Fantasy Sports League or Real-Life Gambling?

By Tresa Baldas
The National Law Journal
08-21-2006



A Colorado attorney is taking on the world of fantasy sports in a first-of-its-kind lawsuit that raises a controversial question: Are these pretend sports just another form of gambling?

That's what Charles E. Humphrey Jr. claims in a lawsuit that alleges that media including the ESPN cable network, CBS and The Sporting News are getting away with illegal gambling by hosting pay-to-play fantasy leagues, complete with big cash prizes and wide-screen TVs.

At the heart of his complaint is that fantasy sports -- a $1.5 billion industry with more than 15 million players -- are games of chance, not skill, and therefore qualify as gambling. Humphrey v. Viacom Inc., No. 2:33-av-00001 (D.N.J.). Humphrey is being represented by the class action firm Gardy & Notis in Englewood Cliffs, N.J.

The lawsuit has raised some commotion in the fantasy sports industry, which has invited a team of attorneys to discuss the potential impact of the suit at the 14th Fantasy Sports Trade Conference in Las Vegas on Aug. 30.

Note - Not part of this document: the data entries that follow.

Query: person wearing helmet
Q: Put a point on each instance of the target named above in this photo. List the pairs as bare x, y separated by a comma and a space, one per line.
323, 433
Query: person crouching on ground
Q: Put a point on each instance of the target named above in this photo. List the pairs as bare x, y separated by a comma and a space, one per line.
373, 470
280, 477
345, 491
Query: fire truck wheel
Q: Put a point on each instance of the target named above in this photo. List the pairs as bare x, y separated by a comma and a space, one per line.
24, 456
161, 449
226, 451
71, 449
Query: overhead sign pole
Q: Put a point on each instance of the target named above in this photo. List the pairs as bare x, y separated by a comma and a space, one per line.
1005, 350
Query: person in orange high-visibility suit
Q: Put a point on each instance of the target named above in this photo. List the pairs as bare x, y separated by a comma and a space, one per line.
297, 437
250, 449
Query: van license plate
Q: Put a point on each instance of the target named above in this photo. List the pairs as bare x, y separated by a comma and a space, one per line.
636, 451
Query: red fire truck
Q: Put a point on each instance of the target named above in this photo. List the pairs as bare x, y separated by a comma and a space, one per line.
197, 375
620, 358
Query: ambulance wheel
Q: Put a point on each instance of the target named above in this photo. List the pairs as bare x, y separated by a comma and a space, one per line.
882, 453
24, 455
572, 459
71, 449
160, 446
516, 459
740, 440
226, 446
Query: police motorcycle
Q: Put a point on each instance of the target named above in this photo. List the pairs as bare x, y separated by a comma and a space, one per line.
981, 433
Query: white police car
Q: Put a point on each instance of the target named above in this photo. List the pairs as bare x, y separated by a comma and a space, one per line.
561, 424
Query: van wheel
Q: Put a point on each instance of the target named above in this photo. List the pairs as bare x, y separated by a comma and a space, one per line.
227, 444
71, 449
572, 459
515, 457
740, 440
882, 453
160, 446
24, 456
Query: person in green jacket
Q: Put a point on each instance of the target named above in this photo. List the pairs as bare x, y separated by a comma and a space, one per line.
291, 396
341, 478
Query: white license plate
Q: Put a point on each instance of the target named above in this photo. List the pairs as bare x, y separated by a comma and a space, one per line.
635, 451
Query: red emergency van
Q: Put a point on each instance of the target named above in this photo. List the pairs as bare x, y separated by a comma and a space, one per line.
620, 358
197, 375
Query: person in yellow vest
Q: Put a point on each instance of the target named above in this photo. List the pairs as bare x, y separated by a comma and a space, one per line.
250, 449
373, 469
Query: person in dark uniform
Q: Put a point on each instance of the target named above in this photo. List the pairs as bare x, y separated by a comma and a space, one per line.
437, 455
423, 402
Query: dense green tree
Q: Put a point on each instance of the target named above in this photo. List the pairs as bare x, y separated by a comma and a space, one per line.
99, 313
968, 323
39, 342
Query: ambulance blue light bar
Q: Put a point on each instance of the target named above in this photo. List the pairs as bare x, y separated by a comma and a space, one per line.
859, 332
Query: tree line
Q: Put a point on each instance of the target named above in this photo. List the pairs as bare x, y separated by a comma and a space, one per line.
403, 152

"People of course are nervous about [the lawsuit] but the general feeling in the industry is that fantasy sports are not gambling," said Glenn Colton of the New York office of Palo Alto, Calif.'s Wilson Sonsini Goodrich & Rosati, who will speak at the conference.

Colton, who also represents the Fantasy Sports Trade Association, doesn't believe Humphrey's suit will succeed.

"I think that the premise that [a fantasy sport] is more chance than skill is simply wrong," Colton said. "There are very large number of ways in which someone can skillfully and intellectually predict how a player is going to perform."

For example, Colton said, a fantasy football player can study offensive coordinators' techniques, evaluate who gets the ball more often -- wide receivers or running backs -- or study a quarterback's performance.

"That's skill, not luck," Colton said, noting that a bill is pending in Congress that would declare fantasy sports a legal business, not gambling.

Humphrey disagrees, arguing that fantasy players can often lose because of circumstances beyond their control, like plain bad luck.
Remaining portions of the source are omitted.